These AI bots took your captions and made creepy photos out of them

The images are unsettling but they indicate a significant step forward in artificial intelligence research.

OpenAI's GPT-3 has been unsettling an already-unsettled world for a few months now. It recently "blogged" and "wrote" an article for The Guardian and although the syntax and grammar sound stunted and unnatural, it told the reader right off the bat, "I taught myself everything I know just by reading the internet, and now I can write this column. My brain is boiling with ideas." The internet, as we all know, is a terrible place to learn about ideas.

The same GPT-3 is now playing around with visuals, mainly in the form of photos. According to the MIT Technology Review, the Allen Institute for Artificial Intelligence, otherwise known as A12, has been training its text-and-image model (more conventionally known as a visual language model) to generate pictures by reading captions.

It takes millions of text samples for a model to even remotely grasp the "essence" of it. Subsequently, these models have been tasked with generating pictures. They're not exactly what you or I would think of as successes. In an experiment to see what the model does, here is what it produced when asked for a picture of "three people play video games while sitting on a couch." Yikes.

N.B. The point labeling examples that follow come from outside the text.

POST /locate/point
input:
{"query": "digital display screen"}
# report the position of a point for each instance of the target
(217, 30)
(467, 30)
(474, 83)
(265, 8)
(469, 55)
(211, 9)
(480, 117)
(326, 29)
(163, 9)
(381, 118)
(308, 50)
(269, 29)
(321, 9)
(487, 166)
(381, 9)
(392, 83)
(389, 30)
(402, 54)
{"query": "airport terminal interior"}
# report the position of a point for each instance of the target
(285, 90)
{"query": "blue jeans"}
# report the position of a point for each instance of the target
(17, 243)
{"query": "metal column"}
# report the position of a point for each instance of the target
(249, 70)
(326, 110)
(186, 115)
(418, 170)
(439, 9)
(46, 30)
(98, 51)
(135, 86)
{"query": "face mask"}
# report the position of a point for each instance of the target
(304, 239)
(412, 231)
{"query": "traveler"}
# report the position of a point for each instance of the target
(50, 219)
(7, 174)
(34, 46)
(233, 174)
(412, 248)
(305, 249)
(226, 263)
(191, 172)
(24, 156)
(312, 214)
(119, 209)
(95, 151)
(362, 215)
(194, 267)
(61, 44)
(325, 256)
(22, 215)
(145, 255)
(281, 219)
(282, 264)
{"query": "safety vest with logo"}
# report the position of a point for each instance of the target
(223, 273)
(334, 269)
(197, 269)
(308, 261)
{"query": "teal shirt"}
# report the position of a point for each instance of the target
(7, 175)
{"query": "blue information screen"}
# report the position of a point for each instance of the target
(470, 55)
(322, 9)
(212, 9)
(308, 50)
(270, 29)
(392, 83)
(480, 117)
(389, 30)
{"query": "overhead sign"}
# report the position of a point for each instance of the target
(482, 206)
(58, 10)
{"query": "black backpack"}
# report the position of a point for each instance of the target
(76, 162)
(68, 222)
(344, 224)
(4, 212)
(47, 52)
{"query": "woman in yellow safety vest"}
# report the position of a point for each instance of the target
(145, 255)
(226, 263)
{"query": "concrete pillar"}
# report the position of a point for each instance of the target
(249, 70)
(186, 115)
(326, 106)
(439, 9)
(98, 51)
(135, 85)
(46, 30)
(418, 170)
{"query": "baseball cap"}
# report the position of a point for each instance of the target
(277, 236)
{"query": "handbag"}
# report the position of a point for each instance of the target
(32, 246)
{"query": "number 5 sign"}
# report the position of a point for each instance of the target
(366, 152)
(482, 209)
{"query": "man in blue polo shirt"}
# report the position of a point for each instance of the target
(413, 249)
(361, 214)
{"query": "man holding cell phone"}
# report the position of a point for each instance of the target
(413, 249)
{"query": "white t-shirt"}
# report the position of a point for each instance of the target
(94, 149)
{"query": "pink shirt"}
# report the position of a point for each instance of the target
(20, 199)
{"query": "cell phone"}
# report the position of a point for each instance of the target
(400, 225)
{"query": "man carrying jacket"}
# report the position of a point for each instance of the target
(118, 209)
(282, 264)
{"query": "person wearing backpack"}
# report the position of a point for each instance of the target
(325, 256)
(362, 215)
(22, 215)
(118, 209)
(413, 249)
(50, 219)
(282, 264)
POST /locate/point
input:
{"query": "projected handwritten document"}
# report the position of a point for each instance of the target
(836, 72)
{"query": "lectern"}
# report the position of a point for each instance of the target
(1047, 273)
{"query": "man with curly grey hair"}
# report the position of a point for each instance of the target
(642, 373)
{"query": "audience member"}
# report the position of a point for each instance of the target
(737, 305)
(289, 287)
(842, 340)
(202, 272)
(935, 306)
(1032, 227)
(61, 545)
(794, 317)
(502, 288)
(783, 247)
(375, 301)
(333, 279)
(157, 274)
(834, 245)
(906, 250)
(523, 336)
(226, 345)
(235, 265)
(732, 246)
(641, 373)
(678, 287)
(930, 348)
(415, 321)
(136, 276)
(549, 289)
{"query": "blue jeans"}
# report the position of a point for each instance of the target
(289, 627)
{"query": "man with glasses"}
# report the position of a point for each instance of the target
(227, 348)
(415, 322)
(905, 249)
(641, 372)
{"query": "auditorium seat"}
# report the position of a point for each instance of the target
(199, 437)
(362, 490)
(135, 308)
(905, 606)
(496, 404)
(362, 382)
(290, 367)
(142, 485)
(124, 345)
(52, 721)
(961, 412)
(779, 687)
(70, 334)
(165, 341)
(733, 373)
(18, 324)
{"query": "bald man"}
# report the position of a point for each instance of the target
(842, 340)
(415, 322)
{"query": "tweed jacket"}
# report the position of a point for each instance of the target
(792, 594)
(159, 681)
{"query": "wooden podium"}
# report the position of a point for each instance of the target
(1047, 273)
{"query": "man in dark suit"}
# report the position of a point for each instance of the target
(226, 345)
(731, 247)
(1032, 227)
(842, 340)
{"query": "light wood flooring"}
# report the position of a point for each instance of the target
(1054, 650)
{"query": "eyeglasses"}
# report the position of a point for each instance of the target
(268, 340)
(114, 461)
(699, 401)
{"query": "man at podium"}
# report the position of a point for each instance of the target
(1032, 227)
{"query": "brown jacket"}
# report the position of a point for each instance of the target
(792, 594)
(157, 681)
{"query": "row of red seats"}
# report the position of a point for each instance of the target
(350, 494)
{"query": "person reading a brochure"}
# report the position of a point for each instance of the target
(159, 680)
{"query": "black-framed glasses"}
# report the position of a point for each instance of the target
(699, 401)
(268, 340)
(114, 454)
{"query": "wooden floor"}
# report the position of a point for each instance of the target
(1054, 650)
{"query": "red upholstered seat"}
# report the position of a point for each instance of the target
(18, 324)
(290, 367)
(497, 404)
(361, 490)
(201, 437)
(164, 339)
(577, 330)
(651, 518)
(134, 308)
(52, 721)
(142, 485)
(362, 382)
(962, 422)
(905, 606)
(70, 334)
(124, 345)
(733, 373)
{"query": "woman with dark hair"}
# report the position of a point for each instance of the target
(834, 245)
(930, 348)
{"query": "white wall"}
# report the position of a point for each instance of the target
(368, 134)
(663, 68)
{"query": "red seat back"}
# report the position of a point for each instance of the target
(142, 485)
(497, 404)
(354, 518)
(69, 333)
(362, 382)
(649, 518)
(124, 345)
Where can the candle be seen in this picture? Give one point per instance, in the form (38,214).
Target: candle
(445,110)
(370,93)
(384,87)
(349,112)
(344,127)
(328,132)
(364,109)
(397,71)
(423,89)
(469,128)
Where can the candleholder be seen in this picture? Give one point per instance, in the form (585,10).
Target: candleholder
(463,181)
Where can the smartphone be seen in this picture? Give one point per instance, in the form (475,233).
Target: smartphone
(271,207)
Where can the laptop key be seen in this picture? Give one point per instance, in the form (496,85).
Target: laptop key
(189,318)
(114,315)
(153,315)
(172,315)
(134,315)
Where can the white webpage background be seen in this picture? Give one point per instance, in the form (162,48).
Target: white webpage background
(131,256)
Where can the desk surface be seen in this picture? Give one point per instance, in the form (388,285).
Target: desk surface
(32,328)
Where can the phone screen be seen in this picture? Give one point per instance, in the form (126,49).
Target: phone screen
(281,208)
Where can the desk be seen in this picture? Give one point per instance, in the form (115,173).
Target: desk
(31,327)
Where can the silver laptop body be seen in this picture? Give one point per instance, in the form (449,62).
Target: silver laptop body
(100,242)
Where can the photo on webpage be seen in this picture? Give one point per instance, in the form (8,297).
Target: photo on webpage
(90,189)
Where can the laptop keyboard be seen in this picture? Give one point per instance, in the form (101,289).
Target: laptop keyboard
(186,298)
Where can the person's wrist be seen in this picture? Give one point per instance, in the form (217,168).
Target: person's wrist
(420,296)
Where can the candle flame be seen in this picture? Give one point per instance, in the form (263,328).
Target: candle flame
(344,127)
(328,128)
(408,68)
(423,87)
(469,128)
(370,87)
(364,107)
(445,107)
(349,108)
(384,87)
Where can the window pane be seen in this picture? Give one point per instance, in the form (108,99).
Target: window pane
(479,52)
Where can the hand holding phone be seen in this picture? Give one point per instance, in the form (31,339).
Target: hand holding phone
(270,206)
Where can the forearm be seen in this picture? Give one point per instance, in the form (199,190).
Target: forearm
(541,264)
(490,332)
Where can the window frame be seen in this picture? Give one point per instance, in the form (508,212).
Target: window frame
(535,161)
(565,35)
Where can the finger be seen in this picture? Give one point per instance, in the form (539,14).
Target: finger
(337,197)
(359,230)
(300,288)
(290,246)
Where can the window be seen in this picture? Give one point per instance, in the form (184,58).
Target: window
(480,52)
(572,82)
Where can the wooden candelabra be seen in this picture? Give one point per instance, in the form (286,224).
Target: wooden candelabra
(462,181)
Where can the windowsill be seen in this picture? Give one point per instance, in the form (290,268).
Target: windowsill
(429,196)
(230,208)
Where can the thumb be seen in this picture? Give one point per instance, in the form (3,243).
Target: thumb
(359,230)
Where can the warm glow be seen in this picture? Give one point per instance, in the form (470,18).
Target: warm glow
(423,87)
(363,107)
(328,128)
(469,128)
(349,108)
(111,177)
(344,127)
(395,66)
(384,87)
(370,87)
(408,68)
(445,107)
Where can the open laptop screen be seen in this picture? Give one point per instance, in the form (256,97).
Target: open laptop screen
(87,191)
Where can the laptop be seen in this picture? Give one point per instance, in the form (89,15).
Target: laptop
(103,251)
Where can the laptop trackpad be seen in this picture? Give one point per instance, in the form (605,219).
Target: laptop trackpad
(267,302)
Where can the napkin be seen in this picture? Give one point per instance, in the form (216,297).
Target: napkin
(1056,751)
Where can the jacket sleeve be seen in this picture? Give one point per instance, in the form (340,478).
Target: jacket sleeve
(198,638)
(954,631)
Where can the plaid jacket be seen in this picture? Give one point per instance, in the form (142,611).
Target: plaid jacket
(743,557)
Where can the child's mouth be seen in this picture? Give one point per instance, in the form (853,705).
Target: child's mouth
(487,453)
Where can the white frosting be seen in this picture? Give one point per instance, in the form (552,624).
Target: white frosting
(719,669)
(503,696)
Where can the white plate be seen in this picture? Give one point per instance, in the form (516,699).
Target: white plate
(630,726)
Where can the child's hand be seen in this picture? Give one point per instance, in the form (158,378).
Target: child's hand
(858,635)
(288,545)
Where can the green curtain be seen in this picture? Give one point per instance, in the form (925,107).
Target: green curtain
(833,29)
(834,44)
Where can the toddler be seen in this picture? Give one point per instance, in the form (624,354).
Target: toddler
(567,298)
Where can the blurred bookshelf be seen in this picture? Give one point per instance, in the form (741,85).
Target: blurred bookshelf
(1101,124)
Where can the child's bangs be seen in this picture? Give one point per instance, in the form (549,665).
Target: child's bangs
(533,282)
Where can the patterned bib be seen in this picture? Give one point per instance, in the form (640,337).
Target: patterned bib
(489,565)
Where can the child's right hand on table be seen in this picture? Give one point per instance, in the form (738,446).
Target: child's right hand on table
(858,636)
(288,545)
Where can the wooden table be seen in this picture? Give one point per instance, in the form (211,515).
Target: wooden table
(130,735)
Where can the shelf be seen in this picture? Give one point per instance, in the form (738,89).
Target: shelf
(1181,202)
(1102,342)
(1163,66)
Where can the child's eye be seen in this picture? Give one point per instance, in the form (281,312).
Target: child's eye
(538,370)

Bots are getting smarter — The entire approach is a reversal of conventional training strategies where researchers give these models both text and images to essentially fill in the blanks. Google did this with its BERT model by teaching it "masking." Through this approach, BERT would have to read an incomplete sentence and try to complete it using textual and visual information.

When done millions of times, these models are able to predict sentences such as, "She went to the ___ to exercise" alongside a photo of a woman inside a gym. The model will then suggest "gym" for the missing word, if it has been successfully trained on mountains of data. With this A12 project, the bot is only given a caption. So it is entirely dependent on textual information and has to subsequently provide its understanding of the caption.

The results are hilarious, unnerving, but nonetheless proof of the rapid advances underway in artificial intelligence research. This is what it conjures when I run the caption: "A man attempting to ski on a flat hill."


At a broader level, this project shows that with consistent and rigorous training, artificial intelligence does have some ability to receive abstract information and provide tangible results. Down the line, if this is applied to robotics, we might see more complex communication and comprehension skills from bots. For now, though, we get nightmare-inducing art. That's the price of progress.